The journalist watched with nervous patience as the Daily Bugle’s editor-in-chief and/or publisher and/or Mayor of New York scanned the document.
“Uh huh. That’s crap. Hmm. Crap. Uh huh. Not bad. More crap. Less crap, more good. Dammit… why are there extra vowels everywhere?”
The phone chirruped into life. Jameson slapped it as if it were a bug.
“What is it Ms. Brant?”
“Z.S. is on line three, sir.”
“I’ll take it.” Jameson put the receiver to his ear, still using his free hand to flip through the article. “Z.S.! Great to hear from you! How’s the girlfriend? Oh? Oh. Well, that’s a pity, especially seeing as
you’re fired.”
He put the phone down and turned his full attention back to the pitch.
“Ah, that last part is pretty good.” Jameson nodded. “How many times did you use the word ‘pervert’?”
“Fourteen.”
“Make it twenty and I’ll run with it.” He thrust it back at the writer and began to flick through a glossy pile of dark, foggy, or out-of-focus stills. “Damn that Parker.
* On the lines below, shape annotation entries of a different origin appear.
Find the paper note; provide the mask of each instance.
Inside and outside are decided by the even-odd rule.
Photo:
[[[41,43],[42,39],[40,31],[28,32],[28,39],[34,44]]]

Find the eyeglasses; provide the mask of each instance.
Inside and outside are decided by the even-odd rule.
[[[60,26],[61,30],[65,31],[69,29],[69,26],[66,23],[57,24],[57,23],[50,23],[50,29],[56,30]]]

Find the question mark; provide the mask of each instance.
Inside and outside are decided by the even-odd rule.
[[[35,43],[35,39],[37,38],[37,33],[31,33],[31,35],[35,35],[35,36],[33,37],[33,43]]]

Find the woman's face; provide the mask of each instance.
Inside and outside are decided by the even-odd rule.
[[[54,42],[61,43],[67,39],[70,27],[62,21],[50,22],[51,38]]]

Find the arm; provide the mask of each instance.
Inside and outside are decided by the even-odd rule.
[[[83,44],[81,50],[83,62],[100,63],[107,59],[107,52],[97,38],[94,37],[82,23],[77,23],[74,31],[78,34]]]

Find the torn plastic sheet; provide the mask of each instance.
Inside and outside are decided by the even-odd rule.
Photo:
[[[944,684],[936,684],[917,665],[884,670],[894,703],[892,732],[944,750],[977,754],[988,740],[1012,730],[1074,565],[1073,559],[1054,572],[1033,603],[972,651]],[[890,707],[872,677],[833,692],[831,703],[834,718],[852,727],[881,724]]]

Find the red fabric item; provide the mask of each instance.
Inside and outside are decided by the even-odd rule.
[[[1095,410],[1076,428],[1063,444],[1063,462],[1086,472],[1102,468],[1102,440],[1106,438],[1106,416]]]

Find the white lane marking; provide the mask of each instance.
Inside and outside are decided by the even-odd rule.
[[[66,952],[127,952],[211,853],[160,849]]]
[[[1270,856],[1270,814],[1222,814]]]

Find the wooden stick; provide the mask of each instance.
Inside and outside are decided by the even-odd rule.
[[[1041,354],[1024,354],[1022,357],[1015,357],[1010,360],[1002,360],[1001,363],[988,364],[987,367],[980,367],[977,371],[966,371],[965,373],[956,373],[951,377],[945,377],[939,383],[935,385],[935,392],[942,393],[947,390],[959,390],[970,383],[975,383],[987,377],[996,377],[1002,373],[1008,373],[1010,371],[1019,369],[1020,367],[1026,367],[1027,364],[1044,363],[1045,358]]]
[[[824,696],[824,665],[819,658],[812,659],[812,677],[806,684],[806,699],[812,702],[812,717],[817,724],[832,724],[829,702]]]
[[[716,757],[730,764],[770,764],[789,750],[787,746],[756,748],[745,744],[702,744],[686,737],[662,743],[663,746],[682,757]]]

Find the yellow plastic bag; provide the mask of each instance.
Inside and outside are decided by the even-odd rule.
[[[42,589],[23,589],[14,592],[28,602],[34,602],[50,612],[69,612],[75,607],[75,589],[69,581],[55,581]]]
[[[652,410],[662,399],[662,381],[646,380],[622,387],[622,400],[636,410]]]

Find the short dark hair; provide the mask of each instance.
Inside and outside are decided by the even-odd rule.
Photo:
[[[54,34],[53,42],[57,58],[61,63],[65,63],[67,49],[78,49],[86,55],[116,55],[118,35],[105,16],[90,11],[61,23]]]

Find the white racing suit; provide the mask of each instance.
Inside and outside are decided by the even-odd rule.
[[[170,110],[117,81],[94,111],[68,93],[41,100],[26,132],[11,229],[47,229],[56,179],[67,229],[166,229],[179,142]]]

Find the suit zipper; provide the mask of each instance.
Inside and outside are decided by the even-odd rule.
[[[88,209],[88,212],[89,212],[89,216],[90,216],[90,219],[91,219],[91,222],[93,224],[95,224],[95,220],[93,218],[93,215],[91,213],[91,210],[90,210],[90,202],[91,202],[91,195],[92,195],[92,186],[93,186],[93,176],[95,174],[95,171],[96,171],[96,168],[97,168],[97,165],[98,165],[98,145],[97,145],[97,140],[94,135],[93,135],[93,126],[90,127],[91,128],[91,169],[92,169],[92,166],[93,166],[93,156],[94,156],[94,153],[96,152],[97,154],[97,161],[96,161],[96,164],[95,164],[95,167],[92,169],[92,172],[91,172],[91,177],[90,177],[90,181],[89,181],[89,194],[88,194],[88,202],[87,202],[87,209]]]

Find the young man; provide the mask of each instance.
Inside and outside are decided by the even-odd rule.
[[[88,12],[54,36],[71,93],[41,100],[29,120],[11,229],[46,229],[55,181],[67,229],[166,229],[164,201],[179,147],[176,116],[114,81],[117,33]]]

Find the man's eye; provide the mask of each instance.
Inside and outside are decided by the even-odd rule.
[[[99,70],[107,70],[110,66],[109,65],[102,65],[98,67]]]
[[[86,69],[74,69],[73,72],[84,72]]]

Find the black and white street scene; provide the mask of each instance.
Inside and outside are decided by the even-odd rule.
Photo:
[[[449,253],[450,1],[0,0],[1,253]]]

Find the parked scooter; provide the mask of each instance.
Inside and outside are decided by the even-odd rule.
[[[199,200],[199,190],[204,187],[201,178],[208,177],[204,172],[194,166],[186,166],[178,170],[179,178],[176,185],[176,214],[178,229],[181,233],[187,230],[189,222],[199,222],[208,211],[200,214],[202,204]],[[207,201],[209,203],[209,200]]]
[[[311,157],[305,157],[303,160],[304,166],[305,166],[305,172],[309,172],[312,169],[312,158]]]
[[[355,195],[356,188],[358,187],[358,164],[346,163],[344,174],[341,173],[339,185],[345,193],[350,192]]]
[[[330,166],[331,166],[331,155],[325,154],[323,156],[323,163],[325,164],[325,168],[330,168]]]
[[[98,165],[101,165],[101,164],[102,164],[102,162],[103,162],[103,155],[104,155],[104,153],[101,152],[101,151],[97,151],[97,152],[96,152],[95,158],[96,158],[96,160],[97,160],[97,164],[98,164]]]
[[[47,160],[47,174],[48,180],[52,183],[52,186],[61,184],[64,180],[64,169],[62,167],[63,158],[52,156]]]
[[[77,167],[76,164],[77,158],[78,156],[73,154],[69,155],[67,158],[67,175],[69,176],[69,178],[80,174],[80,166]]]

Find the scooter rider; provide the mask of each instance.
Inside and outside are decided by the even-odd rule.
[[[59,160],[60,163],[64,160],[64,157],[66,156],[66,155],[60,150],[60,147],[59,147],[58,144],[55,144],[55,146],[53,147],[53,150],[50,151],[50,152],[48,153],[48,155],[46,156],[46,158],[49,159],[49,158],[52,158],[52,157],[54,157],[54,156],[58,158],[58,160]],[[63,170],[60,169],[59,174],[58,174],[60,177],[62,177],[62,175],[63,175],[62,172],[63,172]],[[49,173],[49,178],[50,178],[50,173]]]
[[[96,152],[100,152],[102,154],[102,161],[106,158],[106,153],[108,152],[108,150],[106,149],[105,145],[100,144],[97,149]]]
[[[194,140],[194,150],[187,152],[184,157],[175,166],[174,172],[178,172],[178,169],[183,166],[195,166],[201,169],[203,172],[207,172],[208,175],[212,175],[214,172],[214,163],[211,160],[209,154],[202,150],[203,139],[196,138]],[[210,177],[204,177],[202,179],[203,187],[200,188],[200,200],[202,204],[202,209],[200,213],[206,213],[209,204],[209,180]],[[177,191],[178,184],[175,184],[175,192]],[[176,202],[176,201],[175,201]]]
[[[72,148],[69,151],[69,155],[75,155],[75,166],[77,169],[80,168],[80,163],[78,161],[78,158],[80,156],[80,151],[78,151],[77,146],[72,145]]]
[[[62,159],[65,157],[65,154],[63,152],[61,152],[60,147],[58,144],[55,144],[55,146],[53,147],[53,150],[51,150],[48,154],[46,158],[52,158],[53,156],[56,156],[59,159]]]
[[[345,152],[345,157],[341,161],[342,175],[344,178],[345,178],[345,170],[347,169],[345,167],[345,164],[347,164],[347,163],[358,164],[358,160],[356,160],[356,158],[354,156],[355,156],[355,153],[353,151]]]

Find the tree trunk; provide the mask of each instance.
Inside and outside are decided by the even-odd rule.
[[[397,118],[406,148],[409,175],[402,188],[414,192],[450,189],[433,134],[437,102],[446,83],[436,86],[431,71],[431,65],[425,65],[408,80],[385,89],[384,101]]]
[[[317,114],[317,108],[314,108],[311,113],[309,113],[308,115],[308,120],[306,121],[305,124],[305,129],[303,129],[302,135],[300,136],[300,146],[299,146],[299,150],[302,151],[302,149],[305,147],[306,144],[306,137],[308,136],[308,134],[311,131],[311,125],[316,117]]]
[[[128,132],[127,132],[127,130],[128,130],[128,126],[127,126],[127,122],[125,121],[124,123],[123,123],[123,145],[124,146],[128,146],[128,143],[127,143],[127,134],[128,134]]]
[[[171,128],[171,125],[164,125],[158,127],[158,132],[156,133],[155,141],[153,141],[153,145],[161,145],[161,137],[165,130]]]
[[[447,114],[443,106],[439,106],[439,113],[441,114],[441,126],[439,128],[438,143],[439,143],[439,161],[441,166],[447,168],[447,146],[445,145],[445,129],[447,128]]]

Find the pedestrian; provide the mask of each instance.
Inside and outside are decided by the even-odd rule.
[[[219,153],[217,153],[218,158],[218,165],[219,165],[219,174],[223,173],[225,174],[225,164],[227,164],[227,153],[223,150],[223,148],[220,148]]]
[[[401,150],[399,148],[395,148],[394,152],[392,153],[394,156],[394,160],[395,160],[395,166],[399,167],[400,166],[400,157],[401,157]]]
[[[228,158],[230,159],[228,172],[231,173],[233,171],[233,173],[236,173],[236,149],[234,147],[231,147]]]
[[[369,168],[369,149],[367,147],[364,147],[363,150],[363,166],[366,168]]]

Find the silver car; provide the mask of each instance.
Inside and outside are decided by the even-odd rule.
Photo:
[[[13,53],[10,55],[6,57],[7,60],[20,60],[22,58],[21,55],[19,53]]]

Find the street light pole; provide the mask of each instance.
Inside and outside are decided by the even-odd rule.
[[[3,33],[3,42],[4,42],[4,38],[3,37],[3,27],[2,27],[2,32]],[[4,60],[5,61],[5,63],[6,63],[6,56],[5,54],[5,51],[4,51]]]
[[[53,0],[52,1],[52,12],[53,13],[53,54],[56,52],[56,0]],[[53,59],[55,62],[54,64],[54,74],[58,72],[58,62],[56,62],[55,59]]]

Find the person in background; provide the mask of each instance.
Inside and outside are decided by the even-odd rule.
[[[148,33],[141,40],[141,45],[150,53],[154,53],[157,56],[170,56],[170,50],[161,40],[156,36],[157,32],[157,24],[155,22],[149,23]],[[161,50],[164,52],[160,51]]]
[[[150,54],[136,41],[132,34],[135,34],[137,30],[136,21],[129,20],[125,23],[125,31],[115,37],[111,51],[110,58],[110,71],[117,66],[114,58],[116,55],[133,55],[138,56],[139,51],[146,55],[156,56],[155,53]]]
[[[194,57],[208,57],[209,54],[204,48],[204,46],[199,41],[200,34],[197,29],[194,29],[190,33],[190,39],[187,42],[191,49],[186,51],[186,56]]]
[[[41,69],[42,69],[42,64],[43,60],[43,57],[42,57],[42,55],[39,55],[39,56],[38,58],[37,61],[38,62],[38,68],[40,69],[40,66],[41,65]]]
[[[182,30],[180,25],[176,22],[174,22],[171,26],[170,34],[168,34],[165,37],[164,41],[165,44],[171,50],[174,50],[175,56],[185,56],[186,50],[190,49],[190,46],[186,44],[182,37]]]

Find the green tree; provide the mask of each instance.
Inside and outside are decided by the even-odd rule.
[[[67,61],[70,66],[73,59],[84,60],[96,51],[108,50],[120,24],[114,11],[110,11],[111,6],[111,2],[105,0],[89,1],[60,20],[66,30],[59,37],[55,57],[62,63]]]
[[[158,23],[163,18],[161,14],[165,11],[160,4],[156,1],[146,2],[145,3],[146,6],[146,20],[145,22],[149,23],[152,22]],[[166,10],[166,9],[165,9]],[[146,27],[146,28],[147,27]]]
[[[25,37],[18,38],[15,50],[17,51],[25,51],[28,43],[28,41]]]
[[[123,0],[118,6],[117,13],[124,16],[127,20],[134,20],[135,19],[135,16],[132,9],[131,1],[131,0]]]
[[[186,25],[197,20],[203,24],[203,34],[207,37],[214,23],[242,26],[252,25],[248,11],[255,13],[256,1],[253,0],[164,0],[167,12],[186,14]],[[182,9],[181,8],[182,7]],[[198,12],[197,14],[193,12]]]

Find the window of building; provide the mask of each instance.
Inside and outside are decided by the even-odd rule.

These shots of Crab-man? I’d get better if I went down to the beach and hired a crab. Hah. Did you see what I did there, Crap?”
“It’s Crab. Eddie Crab.”
“Whatever. I need to know where to get some good material for the front page, Cram. Where the hell does a man-crab hang around?”
“Crab. And I have no idea either,” Ed explained sympathetically, idly sidling along the edge of the desk and pinching it.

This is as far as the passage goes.